Mayweather vs Pacquiao: The fight from twitter and facebook

Realtime data analysis using a stock platform.

sports and tech
7 min readMay 18, 2015

“The man who has no imagination has no wings.” — Muhammad Ali

I love sport, the stock market and technology, especially realtime systems. I have worked with realtime systems most of my life. I started at British Telecom many years ago as a young lad when they introduced me to the realtime monitoring team that ensures BT’s network is fully functional at all times, think NASA control room but on a smaller scale. I moved to insurance and banking and learnt plenty about pensions and investment funds etc… I was offered a job working at Canary Wharf for a company called FTSE (now part of the London Stock Exchange). FTSE has a number of realtime platforms that calculate indices i.e. FTSE 1oo.

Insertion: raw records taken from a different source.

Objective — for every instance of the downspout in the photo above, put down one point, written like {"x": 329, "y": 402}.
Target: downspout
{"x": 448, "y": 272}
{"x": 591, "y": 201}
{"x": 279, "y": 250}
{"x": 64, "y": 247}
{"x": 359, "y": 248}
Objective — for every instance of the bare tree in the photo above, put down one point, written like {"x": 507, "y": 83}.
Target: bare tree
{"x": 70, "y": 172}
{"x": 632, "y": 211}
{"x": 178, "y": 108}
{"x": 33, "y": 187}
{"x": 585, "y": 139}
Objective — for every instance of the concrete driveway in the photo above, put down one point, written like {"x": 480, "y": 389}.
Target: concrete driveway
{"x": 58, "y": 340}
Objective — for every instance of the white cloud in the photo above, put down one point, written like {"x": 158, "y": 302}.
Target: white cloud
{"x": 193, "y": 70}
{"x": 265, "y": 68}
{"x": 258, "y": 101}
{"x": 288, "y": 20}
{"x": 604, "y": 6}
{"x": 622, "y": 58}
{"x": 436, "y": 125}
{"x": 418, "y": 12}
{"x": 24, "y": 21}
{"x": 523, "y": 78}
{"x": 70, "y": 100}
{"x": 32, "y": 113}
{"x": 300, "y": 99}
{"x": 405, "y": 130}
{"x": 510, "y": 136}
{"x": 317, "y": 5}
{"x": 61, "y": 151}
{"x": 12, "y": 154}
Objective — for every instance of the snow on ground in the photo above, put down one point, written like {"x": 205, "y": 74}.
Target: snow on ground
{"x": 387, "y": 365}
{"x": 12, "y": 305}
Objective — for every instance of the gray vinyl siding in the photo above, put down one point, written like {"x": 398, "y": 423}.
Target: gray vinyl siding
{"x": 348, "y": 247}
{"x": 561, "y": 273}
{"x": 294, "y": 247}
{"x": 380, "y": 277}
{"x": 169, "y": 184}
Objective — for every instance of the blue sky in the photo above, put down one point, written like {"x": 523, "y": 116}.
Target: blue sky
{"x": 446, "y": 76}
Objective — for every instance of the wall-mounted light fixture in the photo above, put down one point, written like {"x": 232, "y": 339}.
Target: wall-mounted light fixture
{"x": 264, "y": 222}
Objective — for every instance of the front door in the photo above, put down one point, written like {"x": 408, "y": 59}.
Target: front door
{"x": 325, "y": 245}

Nexusfuse — networks combined

My last day at FTSE was on Valentines day, there were a number of reasons for leaving, which I won’t go into as it could be a blog/book in itself. Anyway on my way home on 14th feb, someone jumped in front of the train in front of mine and I ended sitting on the train for a number of hours which left a load of people on the train holding flowers and phoning their wives. I ended up having a very disappointed wife and kids as we were due to have pizza & beer to celebrate a new start. The only positive event in this situation was I was reading about a hedge fund manager talking about how they used to talk about stocks in steam rooms or over dinner and talk about rumours/recommendations about stocks and other market news. The hedge fund manager then went on to say that this no longer goes on as most of this activity now happens on twitter/other mediums. I assume the steam rooms now are like the commuter train journeys i.e. where you sit next to the same people for years with a polite hello but never really know who they are.

Nexusfuse tracks the stock price as well as social media so you can see if there is an increase in positive or negative tweets and if this has an influence on the stock price going up or down. $BABA was tracked for a while when it launched a few months back.

I had two weeks before I started my new role and had a list of things that I wanted to research/learn: sentiment analysis, machine learning, google web toolkit and big data / nosql databases.

I am not going to cover what has happened with nexusfuse but what you need to know is I took this technology and applied it to the biggest fight in the world: Mayweather vs Pacquiao.

Mayweather vs Pacquiao

I had a couple of days to take what I had created for nexusfuse and come up with a slimmed down version. I came up with the following :

Technology

  1. Feeds — developed in java.
  2. Webpage — developed using GWT (it Rocks!).
  3. Data storage — I used MongoDB. I am on the fence on this one as this is the first NoSql db I have used but early indications are that I like it, there are some pro and cons. It does depend on your use case.
  4. Sentiment engine — Java and nodejs.
  5. Deployment — I am also a big fan of Digital Ocean, I had a couple of droplets but had to add another one to increase the number of the sentiment engines to help cope with the sheer number of tweets.

Challenges

Stocks have plenty of chatter on twitter and facebook and my simple machines have had no problems dealing with the number of volumes of this data. We tracked the following hashtag and users on twitter for the fight night:

  1. @FloydMayweather
  2. @MannyPacquiao
  3. #MayweatherPacquiao

Note : #MayPac was not tracked

The feed connector connected to twitter using the above keywords and within a few hours I had received more tweets equivalent to six months worth of tweets for certain stock symbols. My single sentiment engine was not able to cope with the volumes and an additional engine was needed, to be honest I could have used another 10 engines. I have two sentiment engines, one that is lightning quick but the results of the tweet sentiment is questionable whereas the slower engine is far more accurate, which is the one I used. I should say it is not perfect, but it is good…..

The facebook data

Floyd Mayweather facebook page started on 9,624,592 facebook likes.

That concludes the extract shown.